Written by Jamie Smith
Consistent Communication: Create An Editorial Style Guide For Your Company
Hundreds, if not thousands of words flow out of your company every week be it in written communication, project pitches or through your content marketing efforts such as social media and a company blog.
Here’s a question: are you presenting a unified message in all these communications? Is one person who is writing to represent your company using one style and another person using a completely different style? That can not only get confusing, it’s bad for branding.
Establishing an editorial style guide is vital for any company that uses any form of written communication, be it in print or online. A style guide is especially important for companies that have multiple employees or contract writers creating content on the business’ behalf.
Let’s take a moment to clarify something. You might be thinking “But our marketing/design agency already created a style sheet for us.” That was more than likely a design style sheet that address colors in your logo and website design issues. An editorial style guide is a set of “rules,” so to speak, that addresses how your company communicates in written words.
Why do we need this set of rules? Our writers are good at what they do
There’s no doubt your communications team, be it employees or freelancers, are top-notch. But even amazing writers need a guideline to know how to express thoughts consistently.
Editorial style guides are even important for a one-person communication team because unless that person is planning to work at the company for the rest of his or her natural life, there will eventually be someone new creating content. It will be obvious to many readers when someone new comes and minor and not so minor style issues change.
A company editorial style guide is important for several reasons including branding and time efficiency. Branding is all about reputation and how the world sees your company, right? People will notice if you use inconsistent communication, especially if it’s in the same document. It’s important to always appear that you know what you’re doing as a company and being able to communicate effectively and consistently is a big part of that image.
Editorial style guidelines can also protect your branding in that it provides a consistent way for your company name to appear. For example, are you an affiliate that must have the copyright symbol in your name on first mention? That’s important to note.
Another reason to have an editorial style guide is time efficiency. If you have an individual person in your office managing several contract writers, it’s very likely that person is spending a lot of time editing the pieces for consistency or to follow the style rules that person is accustomed to using. All that work (and time on the clock) simply because a uniform style guide has never been communicated or even developed.
How do I create an editorial style guide?
The first answer to that question is that you don’t necessarily have to be the creator. Yes, the marketing department (in some companies that’s the owner!) should have a voice in developing the guidelines so that they are complete. But if you don’t have a communications team already in place the guideline development can easily be outsourced to a professional writer or a qualified marketing agency. No matter who creates the document, multiple websites host template editorial style guides that will make the task much easier.
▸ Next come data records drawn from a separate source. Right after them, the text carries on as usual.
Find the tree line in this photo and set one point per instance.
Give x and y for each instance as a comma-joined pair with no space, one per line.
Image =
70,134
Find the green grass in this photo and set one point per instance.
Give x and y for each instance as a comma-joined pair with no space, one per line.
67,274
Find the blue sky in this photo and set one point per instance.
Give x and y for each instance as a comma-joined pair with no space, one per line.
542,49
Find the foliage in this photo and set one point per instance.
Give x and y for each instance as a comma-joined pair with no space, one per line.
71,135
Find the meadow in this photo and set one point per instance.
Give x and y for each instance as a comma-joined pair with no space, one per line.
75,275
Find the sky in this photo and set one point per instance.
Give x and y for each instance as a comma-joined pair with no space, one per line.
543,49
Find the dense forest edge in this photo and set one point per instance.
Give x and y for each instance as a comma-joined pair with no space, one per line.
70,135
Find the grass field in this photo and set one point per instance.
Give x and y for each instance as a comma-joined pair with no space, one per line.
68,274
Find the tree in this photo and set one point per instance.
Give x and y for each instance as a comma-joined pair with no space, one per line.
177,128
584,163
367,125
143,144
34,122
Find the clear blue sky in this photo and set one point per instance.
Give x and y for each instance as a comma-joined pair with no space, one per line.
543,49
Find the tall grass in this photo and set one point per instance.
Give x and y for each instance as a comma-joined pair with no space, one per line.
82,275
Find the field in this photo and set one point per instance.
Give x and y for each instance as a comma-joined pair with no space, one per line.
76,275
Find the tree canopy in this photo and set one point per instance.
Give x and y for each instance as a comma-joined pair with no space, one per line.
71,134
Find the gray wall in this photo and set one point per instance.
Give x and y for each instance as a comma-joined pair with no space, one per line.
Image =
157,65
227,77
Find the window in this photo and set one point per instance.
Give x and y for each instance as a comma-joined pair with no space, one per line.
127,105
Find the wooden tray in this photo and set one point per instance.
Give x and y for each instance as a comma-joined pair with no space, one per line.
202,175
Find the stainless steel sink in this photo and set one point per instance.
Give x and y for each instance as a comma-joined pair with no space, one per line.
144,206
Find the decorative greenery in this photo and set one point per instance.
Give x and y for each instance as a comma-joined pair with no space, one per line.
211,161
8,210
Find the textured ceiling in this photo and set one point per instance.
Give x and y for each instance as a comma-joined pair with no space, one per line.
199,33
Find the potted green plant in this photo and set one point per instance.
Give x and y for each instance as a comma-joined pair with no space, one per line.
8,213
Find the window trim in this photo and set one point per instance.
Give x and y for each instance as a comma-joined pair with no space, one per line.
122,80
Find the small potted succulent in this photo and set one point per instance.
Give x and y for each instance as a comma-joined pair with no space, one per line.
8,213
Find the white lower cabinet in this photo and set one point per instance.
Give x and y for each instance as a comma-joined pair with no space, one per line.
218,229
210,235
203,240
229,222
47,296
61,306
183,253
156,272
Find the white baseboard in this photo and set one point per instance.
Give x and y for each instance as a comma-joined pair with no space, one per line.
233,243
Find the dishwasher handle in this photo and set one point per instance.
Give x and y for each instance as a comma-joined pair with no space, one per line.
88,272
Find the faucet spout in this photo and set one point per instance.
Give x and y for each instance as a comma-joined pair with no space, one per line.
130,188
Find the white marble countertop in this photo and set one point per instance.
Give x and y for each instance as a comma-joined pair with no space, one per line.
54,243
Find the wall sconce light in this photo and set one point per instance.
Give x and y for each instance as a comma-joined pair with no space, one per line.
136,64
The first step to creating an editorial style guide is to determine what set of rules are your “fall back” source. For example, most newspapers use Associated Press style and many other publications use the Chicago Manual of Style.
It’s then important to note any exceptions to the chosen style guide and to call out specific topics that will be used most often.
Here are some areas to consider for your editorial style guide:
• Punctuation: do you use periods in your times (p.m. vs pm)? Do you use long dashes? Do you use the Oxford comma?
• Tone/voice(s): Will each writer who contributes have their own voice and write in first person or are all blogs and communications written in third person plural? Is the tone serious, friendly, etc.?
• Abbreviations: What style of state abbreviations do you use? What words are commonly abbreviated or never abbreviated? While we’re talking about it, do you use contractions or not?
• Titles: Do you capitalize? Place them before or after the name? Does everyone get their title used? Names of other businesses should always include the way the company itself spells its own name.
• Branding notes: Do you need to make sure that your company name has a trademark symbol? How can it be referred to on references after the first time in a document? How is your organization described?
• People references: It’s usually considered more correct to use “people first language” (person with a disability instead of disabled person, for example). This needs to be clarified. But to further the discussion, do you refer to your customers as customers, clients or something else? What are your employees called?
• Sourcing: What are appropriate research resources and how are they to be cited?
One more note for success with your editorial style guide: Make it available in an online form for your staff and freelance team. This could easily be done through Google Docs so that the document isn’t available to everyone. Providing an online version makes it easier to access and update.